The Vikramaditya air carrier has undergone massive refurbishment at the Russian shipyard Sevmash. According to the intergovernmental package agreement signed in New-Delhi in January 2004, the former Admiral Gorshkov was passed to the Indian side free of charge on condition of its modernisation at the Sevmash shipyard. Russia will also teach the Indian Vikramaditya crew and prepare the infrastructure for the vessel’s base in the Indian Ocean. The expected term of service of the refurbished air carrier is 30 years.

Since 2004 the Nevsky project and construction bureau Sevmash fulfilled an immense scope of work. The air carrier was equipped with flight deck and ski-jump take-off for the MiG-29K fighter jets. The air carrier’s body frame was renovated and transformed for tackling new tasks and fitted with modern equipment. New cable routes with total length more than 2,000 kms were built. The air carrier got new navigation and radio location systems.
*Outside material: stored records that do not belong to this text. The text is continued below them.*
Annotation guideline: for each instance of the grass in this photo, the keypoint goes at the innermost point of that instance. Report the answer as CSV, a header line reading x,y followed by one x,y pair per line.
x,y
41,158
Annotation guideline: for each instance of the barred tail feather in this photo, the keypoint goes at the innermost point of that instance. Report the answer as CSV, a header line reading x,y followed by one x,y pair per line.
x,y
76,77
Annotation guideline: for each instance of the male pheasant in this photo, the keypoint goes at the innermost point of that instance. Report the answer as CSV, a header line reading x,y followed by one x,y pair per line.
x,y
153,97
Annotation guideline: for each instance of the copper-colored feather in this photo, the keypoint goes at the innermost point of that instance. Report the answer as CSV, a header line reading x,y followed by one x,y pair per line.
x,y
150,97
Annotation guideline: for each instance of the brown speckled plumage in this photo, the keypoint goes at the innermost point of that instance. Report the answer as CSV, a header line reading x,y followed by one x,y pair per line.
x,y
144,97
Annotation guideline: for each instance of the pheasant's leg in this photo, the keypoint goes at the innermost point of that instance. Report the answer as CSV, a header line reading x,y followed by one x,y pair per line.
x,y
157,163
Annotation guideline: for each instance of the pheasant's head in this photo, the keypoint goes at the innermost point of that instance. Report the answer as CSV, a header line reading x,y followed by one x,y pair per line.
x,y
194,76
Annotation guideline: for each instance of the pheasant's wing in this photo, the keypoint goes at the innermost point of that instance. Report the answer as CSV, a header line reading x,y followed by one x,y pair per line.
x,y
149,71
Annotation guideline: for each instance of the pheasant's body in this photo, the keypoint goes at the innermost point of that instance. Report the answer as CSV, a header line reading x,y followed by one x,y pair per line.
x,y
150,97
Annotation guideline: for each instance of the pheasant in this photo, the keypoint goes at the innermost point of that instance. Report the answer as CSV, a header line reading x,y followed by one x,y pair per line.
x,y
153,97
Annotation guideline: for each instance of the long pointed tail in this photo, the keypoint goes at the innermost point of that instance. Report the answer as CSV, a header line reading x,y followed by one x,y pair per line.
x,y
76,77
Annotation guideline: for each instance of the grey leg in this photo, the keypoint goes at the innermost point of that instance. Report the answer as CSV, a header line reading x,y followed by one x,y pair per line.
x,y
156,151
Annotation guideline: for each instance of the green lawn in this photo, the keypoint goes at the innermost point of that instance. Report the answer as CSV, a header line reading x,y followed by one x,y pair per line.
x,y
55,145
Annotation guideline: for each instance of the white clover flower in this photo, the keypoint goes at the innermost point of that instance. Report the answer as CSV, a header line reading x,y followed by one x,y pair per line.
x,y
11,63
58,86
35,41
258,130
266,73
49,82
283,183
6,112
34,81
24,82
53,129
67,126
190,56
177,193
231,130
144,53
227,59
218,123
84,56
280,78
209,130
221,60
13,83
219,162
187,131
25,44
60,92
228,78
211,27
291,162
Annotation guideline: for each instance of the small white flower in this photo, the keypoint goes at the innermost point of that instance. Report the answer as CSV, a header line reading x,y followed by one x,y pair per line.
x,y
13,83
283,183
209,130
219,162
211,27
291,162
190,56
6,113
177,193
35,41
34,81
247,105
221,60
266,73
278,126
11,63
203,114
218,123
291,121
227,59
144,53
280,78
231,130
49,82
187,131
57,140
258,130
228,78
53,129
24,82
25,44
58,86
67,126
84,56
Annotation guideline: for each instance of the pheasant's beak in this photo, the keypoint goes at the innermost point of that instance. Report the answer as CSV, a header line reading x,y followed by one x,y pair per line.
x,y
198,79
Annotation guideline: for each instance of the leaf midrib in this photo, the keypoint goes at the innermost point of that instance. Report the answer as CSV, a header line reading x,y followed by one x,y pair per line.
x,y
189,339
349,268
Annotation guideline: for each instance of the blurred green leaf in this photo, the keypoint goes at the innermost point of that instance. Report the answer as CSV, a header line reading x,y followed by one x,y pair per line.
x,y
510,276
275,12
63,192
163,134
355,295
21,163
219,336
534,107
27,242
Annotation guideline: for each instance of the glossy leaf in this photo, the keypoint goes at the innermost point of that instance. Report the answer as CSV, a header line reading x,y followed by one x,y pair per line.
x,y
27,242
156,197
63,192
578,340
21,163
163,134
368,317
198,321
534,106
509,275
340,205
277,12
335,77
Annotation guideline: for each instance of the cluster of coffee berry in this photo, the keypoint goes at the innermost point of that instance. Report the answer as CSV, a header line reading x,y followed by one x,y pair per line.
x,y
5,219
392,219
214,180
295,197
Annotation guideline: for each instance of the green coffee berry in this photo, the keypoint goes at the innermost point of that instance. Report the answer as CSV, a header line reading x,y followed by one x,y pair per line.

In 2012 the total cost of military production imported to India from Russia will amount to $7.34 bln, Igor Korotchenko, General Director of the Centre of analysis of the world armaments trade, said. India has been the biggest importer of the Russian weapons and military equipment since 2007. In particular, passing the Vikramaditya air carrier to India in December will be the most expensive contract in 2012, with the final modernisation cost equalling $2.34 bln. Besides, Russia will pass to India two out of three frigates of the second party of the project evaluated at about $1 bln, one frigate has already been passed, Korotchenko said. Indian Navy’s lease of the nuclear submarine Nerpa 971 at the cost of $920 mln in January has been the third biggest transfer.

According to the Centre of analysis of the world armaments trade, Russia will be the leader in the Indian weapons market up to 2015, mostly due to the big deliveries in 2012. The expected volume of deliveries for four years is $14.6 bln. The USA is expected to hold the second place with its deliveries’ volume making $ 10.425 bln in the next four years.